You can now get creative and write a function that finds the position of a string within a worksheet …

def row_col_of(ws, parameter_name):
    for row in ws:
        for cell in row:
            if cell.value == parameter_name:
                return cell.row, cell.column
    raise RuntimeError(f'There is no cell containing "{parameter_name}" in {ws}.')

… to extract parameter values from the worksheet …

i, j = row_col_of(worksheet, "P2")
P2_value = worksheet.cell(i, j + 1).value

and write it to a different file, e.g. by replacing a known placeholder with the value. We therefore load a base_input_file.dat (containing the placeholders),

* This is a made-up input file for the 
* Tool <ANSYS, ABACUS, you name it...>
* that contains some fixed parameters,
* and some that can be defined within
* a workflow.

MESH     = "bridge_fine.xdmf";
E        = 20000.0;
nu       = 0.3;
P2       = P2_PLACEHOLDER;
delta_t  = 0.1;
boundary = "periodic";

...

replace the placeholder with our value from the Excel sheet and save it to a different file.

s = open("base_input_file.dat", "r").read()
s_modified = s.replace("P2_PLACEHOLDER", str(P2_value))
open("input_file_modified.dat", "w").write(s_modified)

Interacting with MS Word

One use case in reproducible science that works great in the context of LaTeX files is the separation of text and images, where the images are generated automatically in separate workflows.
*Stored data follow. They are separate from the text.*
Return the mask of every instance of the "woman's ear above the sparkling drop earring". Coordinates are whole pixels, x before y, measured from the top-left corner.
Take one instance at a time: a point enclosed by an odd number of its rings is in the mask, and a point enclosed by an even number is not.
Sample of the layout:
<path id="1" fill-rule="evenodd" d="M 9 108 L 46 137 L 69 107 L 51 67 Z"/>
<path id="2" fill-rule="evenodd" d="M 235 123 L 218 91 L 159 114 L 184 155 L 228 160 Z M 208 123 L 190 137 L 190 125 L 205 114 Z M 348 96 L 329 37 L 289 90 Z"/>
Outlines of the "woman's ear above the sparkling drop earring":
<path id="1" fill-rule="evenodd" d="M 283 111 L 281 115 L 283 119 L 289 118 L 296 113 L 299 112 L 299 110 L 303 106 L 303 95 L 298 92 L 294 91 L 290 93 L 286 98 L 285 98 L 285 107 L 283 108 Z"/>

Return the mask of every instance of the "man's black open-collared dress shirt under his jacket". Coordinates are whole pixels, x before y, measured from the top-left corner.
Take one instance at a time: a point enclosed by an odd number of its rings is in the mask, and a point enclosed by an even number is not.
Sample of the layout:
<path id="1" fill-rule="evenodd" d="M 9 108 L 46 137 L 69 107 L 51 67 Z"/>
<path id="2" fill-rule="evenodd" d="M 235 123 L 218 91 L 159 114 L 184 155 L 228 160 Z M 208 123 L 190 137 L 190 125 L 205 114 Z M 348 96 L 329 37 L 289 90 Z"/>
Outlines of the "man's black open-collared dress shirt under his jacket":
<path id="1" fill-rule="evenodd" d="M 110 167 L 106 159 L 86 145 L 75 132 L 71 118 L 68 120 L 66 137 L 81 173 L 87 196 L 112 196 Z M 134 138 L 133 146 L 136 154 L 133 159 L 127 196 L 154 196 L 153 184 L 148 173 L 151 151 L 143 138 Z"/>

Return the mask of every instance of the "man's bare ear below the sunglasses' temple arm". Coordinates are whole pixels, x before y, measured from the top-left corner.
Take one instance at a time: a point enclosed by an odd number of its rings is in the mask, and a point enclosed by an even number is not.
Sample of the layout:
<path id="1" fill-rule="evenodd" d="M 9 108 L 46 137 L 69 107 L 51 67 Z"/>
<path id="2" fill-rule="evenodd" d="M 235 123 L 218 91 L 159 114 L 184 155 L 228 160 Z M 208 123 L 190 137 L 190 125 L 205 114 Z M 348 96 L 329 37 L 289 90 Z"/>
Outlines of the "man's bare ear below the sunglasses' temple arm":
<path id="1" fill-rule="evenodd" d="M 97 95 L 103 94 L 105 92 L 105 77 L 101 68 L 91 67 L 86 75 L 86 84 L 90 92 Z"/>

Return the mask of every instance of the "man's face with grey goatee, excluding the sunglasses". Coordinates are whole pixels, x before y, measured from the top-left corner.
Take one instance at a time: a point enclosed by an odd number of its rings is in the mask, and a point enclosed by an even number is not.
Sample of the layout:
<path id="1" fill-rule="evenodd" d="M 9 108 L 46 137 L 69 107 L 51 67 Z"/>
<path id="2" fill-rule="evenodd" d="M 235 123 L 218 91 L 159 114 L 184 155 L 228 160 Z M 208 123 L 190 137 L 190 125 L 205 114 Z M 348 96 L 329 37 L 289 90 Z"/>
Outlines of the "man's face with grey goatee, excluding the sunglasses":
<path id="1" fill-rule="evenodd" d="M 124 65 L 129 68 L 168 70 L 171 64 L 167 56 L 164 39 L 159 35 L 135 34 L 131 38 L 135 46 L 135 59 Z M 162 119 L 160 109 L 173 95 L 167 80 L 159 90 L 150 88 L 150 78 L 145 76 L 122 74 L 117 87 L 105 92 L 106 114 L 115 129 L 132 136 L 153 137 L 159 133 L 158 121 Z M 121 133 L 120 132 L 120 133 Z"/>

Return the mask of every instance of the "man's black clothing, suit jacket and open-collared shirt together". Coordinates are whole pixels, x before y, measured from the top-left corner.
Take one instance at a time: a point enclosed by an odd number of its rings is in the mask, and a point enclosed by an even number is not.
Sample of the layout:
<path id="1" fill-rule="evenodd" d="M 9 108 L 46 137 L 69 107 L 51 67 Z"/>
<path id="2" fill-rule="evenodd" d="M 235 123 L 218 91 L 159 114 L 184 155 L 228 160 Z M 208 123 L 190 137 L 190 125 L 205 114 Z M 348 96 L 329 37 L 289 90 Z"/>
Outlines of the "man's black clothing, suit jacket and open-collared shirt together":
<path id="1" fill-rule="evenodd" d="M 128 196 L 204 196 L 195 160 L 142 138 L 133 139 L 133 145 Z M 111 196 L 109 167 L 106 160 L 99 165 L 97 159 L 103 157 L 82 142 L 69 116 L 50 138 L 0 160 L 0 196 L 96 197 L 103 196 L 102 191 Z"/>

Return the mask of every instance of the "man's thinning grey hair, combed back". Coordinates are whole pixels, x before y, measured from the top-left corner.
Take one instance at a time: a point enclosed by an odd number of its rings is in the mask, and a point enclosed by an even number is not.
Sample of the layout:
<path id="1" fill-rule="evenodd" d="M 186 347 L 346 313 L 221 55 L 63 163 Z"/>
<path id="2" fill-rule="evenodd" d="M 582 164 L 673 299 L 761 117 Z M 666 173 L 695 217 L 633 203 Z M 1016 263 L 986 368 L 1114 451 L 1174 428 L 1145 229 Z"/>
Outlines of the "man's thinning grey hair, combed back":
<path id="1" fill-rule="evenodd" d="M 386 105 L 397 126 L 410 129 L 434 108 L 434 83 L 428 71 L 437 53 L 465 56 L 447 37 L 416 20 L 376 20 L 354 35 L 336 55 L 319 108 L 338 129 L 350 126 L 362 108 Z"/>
For MS Word, the challenge is to update images of a document automatically.

A MS Word document is basically a zip file containing a text layer and a picture layer. Those pictures are, if unzipped, stored in word/media and can be accessed via

import zipfile

z = zipfile.ZipFile("report.docx")
all_files = z.namelist()
images = [f for f in all_files if f.startswith("word/media/")]
print(images)

You can now modify the contents (actually creating a new zip file) to replace one of the images with another one. This is conveniently done by the provided class UpdatableZipFile (web search: python replace file in zip lead to https://stackoverflow.com/a/35435548 )

You can direcly overwrite the report.docx, but we chose to work on a copy of it (report_modified.docx) here.

from updateable_zip_file import *

shutil.copy("report.docx", "report_modified.docx")

new_images = [  # order matters!
    "dummy_images/red.png",
    "dummy_images/blue.png",
    "dummy_images/gray.png",
    "dummy_images/green.png",
]

with UpdateableZipFile("report_modified.docx", "a") as o:
    for new, old in zip(new_images, images):
        o.write(new, old)

The big inconvenience is that you cannot recover the image names from the *.docx file, so you have to rely on the ordering.

Comment (TTitscher): As the MS Excel/Word is not part of my daily work, I have no experience how the methods above perform in practice. However, I believe that this topic is important and I suggest forming a working group (lead by someone else) that investigates the methods further.